I get thrilled when relationship issues gets at hand considering many factors – with Calvin’s story being part of the building blocks. And the question that comes up is whether we understand the question. The question of whether we are getting things right from the word go, or simply answering the campus life style. We have ingrained impressions that get in our way big time. First impressions, while not only deeply affecting, can be flat-out wrong. Consider that there are factors that ladies/men in campus score to them that might be a ‘doctored’ principles of the other party. And that those sounding ‘not my type’ on their resume are less likely to get interviewed.
The words of Nick Hornby (author of the novels A Long Way Down, Slam, How to Be Good, High Fidelity among others) goes that, “It’s not good pretending that any relationship has a future if your record collections disagree violently or if your favorite films wouldn’t even speak to each other if they met at a party.” And yes, it will work for the young stages yet something not destined for far.
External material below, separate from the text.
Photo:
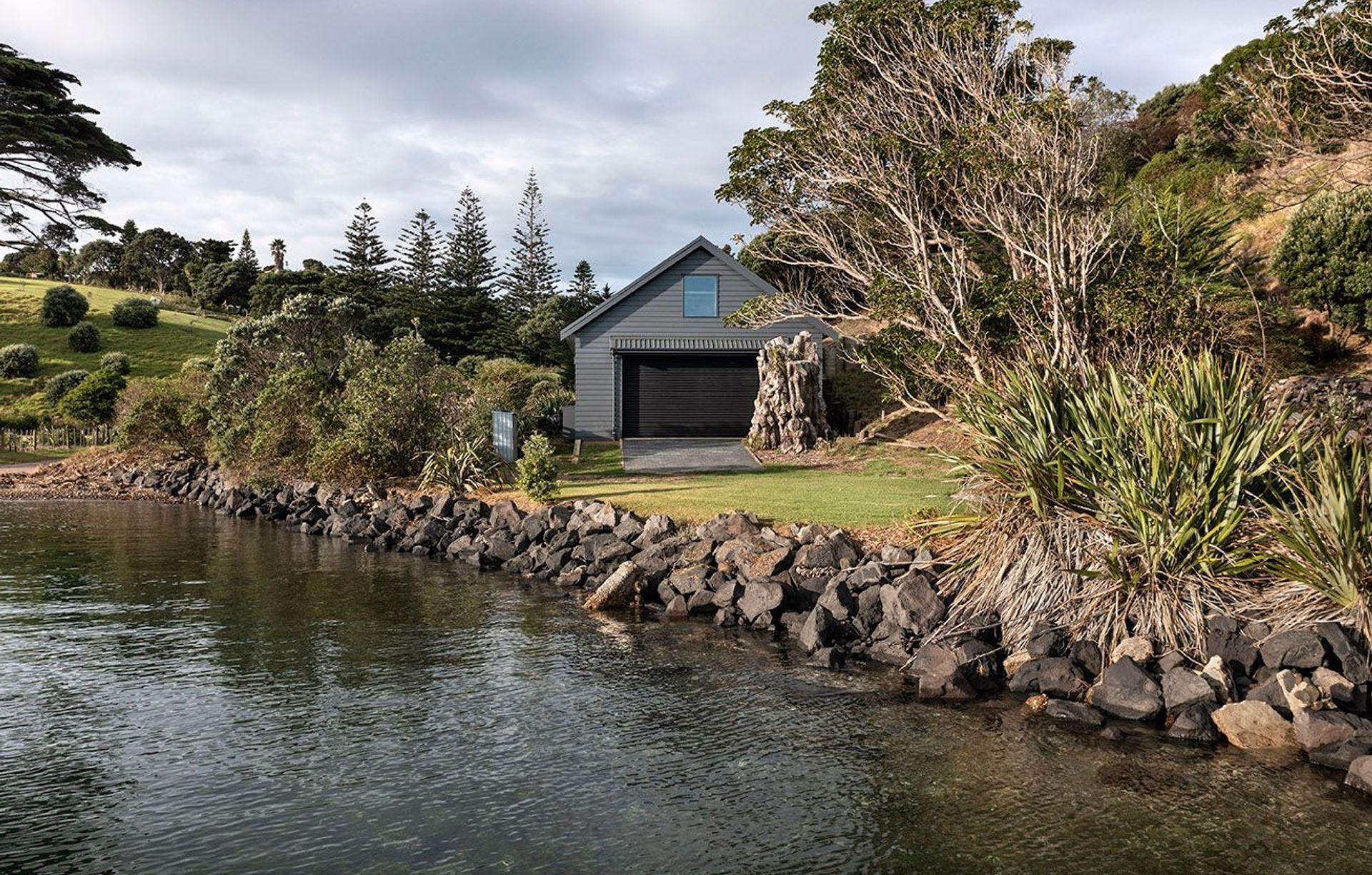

So what is it to be underlined?
We need to open up and go deeper beyond the superficial feel of that relationship. Yes, the first impression might be awesome but it fades away with time as there are more hidden facts (for the other person) that keeps on germinating with time. We just have to face the facts right and get to understand each other beneath what we sensualize or how we are treated the first time. How serious is the pain when you invest your trust, your love and emotions for something you never discerned wisely in the first place – not something that healthy for both of you. Get to the roots and understand him or her so as you appreciate the flaws factual amongst you: then make the two separable hinge together.